Current-sense amplifier to voltage output

[jolshefsky]

At work, we use panel meters in our product. I end up getting a fair number of "bad" meters with things like a flickering decimal point or weak segments that I figure I can use. They are all 3.5 digit, 5V driven, and accept ±2V full-scale. I thought it would be neat to use them as volt meters (which is trivial) and current meters (not).

I figured I could use a current sense amplifier and picked up a few MAX9928 high-side bidirectional current-sense amplifiers. They are designed to interface to a microcontroller like in the typical circuit below, but I wanted to get a positive and negative output, so I used a digital switch to listen to the SIGN output and toggle between an inverting and non-inverting amplifier (I devised it without assistance and think it's pretty clever, although I'm sure it's been done before).

Unfortunately the output drifts all over the place, varying by ±0.1V at <2Hz seemingly randomly (next step is to hook up the 'scope). I am making a simple virtual ground and trying to sink the output current (from a current mirror, see the datasheet internal circuitry, below) to that virtual ground rather than to the 0V of the main supply. Could using a virtual ground be causing my problem? Is the virtual ground unstable?

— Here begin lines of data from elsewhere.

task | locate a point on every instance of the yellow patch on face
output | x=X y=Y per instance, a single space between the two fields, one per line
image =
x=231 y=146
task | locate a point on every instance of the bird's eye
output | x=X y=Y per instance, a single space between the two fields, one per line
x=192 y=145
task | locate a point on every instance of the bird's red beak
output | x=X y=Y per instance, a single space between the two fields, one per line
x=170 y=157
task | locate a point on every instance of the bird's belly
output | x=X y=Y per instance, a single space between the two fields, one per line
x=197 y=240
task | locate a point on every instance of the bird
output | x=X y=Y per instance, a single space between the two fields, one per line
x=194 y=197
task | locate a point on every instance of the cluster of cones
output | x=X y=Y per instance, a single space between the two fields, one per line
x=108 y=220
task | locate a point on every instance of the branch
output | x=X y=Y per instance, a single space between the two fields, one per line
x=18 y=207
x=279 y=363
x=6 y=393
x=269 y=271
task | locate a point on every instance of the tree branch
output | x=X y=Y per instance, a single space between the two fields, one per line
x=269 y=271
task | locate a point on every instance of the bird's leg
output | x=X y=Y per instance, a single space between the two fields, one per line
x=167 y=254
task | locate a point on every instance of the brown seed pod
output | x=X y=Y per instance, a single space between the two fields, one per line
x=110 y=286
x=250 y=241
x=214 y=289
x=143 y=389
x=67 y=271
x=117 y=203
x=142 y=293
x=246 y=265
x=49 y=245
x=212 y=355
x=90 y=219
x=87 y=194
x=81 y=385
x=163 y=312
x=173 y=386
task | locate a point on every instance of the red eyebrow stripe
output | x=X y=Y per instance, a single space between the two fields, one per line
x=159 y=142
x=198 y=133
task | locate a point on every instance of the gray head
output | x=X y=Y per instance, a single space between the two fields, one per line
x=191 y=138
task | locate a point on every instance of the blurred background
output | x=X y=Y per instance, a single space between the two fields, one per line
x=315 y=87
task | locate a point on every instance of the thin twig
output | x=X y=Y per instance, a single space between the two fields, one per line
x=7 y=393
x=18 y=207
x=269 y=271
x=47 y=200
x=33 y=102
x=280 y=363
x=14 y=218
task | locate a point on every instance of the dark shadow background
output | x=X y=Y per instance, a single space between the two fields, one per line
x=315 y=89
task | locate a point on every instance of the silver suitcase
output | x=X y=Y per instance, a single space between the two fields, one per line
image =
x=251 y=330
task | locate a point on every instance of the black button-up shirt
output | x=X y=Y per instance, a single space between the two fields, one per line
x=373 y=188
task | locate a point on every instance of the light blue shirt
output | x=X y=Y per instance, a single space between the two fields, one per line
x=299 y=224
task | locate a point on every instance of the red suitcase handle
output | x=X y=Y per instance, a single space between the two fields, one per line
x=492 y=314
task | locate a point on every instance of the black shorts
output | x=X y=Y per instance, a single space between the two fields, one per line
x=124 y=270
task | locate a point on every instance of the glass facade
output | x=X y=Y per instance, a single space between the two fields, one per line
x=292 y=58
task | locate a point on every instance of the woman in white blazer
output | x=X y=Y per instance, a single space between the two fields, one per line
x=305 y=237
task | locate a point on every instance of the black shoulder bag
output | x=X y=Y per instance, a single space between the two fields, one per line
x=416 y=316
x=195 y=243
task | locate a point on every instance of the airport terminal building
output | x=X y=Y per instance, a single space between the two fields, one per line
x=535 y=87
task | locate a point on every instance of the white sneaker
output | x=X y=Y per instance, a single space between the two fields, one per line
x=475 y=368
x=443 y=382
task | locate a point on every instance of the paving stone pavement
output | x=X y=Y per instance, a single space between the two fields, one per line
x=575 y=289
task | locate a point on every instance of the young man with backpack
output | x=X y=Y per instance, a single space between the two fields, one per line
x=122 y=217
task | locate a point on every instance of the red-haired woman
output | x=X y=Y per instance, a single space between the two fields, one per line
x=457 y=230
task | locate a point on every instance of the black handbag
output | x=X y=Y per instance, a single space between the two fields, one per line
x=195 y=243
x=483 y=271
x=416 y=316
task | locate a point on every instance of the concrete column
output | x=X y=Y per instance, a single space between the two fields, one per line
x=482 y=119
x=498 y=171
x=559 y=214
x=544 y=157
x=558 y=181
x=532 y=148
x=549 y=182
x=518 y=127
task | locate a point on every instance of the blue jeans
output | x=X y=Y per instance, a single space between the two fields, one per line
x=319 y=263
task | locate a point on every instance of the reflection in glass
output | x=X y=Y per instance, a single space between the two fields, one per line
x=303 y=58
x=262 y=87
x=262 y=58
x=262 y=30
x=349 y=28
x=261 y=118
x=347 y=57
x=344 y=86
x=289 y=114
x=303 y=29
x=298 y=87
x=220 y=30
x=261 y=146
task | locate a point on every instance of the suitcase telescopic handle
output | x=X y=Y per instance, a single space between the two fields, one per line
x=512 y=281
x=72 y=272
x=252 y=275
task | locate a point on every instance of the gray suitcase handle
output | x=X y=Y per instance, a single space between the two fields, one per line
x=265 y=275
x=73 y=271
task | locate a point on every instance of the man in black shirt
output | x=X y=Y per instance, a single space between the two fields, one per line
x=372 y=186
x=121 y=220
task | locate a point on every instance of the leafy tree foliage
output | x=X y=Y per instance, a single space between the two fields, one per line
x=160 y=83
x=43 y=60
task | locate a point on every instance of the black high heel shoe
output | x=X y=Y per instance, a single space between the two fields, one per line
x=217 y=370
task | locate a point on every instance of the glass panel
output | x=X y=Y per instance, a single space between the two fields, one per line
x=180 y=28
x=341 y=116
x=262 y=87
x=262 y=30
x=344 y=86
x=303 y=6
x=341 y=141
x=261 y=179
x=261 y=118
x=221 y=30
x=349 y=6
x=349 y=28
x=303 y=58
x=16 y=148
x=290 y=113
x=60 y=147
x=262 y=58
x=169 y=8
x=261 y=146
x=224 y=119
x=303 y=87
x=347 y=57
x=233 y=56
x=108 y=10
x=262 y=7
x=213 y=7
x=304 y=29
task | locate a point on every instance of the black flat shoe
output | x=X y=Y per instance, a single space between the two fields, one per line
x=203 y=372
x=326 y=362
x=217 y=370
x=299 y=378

The datasheet doesn't offer an answer, only to say that the output voltage can swing as high as VCC-0.1V, so I figured I was safe to use a virtual ground at approximately VCC/2. There aren't application notes that talk about using this chip. One option, I know, would be either to design the circuit as in the typical circuit and level-shift the resulting voltage, or to run the MAX9928 from the the virtual ground to VCC, but the chip is only specified to 2.5V, and that's precisely where +5V to +2.5V lay. But I'd like to be sure the design is the problem first.

[HAL-42b]

The bad panel meters are usually based on ICL7107. They need a negative supply in order to be able to measure down to 0.00V.

In the cheap Chinese ones that negative voltage is derived by abusing a shift register by making it operate as an oscillator. This is then fed to a diode and a leaky cap. Very noisy. This may be the cause of your drift.

If you can supply a clean negative rail it probably won't drift as much and you can use an ordinary current shunt.

[jeroen74]

Take a look at the LT1999 and the LTC6104.  These allow you to set the zero current voltage output at (almost) any voltage you like: negative current will give an output lower than this reference voltage and vice versa.

Your panel meter would be supplied with this reference voltage (1V sounds reasonable) on one input and output of the current sense amplifier on the other.

[jolshefsky]

Take a look at the LT1999 and the LTC6104.  These allow you to set the zero current voltage output at (almost) any voltage you like: negative current will give an output lower than this reference voltage and vice versa.

Your panel meter would be supplied with this reference voltage (1V sounds reasonable) on one input and output of the current sense amplifier on the other.

Thanks. I'm working with the LTC6104 and it's greatly simplified and improved the design. Curiously, some key parameters change from the Maxim chip. For one, the output current on the LTC6104 is designed to peak at 1mA rather than 250µA like the MAX9928. For another, the LTC6104 derives its power from the current source while the MAX9928 uses a separate supply. Finally, the application note design for the LTC6104 suggests a fixed gain of 100V[out]/V[sense resistor] while the MAX9928 datasheet suggest 50V/V—not a big deal in either case to get 100V/V or 50V/V, but at least it made me understand the LTC6104 design better!

[dannyf]

'bidirectional current-sense amplifiers. '

You can use two uni-firection amps wired back to back. Only one of them will provide a non zero output at any given time.

Thus, you can process the sign in software.

' (I devised it without assistance and think it's pretty clever, although I'm sure it's been done before).'

Without seeing it, it is hard to see what is wrong.